Drilling new and refurbishing existing bores remain a priority for Dubbo Regional Council as part of its preparations for "another water crisis".
In the depths of the drought and as Burrendong Dam water levels dropped dramatically, the council set about finding more groundwater with the help of $30 million provided by the state government.
Dubbo, Geurie and Wellington will benefit, with the latter having been dependent on the Macquarie River for water.
The bore work has continued despite dam inflows resulting from rain in the past few months.
On Thursday, the dam was at 20.9 per cent of capacity after falling below 1.5 per cent early this year.
A council spokesman has provided an update on the search for more groundwater and reiterated its importance.
"The new bores identified in the Water for the Future strategy will provide drinking water for their respective communities," he said.
"The urgency of establishing the new bores for drinking water has been alleviated by the rain that has fallen in the catchment in recent months.

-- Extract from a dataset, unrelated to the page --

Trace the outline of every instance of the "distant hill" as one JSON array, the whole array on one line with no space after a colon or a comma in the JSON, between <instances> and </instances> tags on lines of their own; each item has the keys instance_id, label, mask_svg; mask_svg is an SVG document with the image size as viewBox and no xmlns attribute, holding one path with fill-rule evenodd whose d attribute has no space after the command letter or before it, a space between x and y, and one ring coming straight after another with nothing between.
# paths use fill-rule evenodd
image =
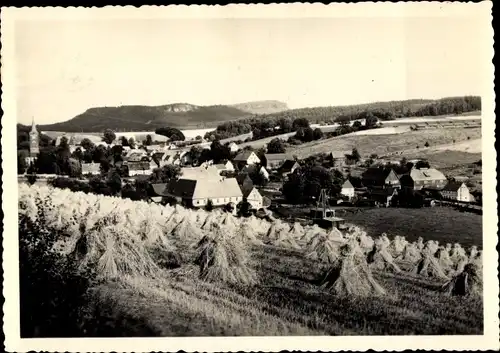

"Dubbo Regional Council will proceed with work on the new and existing bores in the event of another water crisis."
The spokesman outlined work underway in the three communities.
"Work will continue at Devils Hole, Dubbo, testing at Bumblegumbie, Dubbo, and refurbishing Martin's Bore, Dubbo," he said.
"Work to replace infrastructure of Montefiores and Bicentennial Park bores in Wellington will also proceed along with two replacement bores in Geurie."
The spokesman said the $30 million would also cover the cost of "pipelines, pumps and electrical" needed to connect the bores in Geurie and Wellington to existing treatment plants.
The Water for the Future strategy also includes construction of Dubbo's cross-city pipeline which has drawn 19 tenders from across Australia.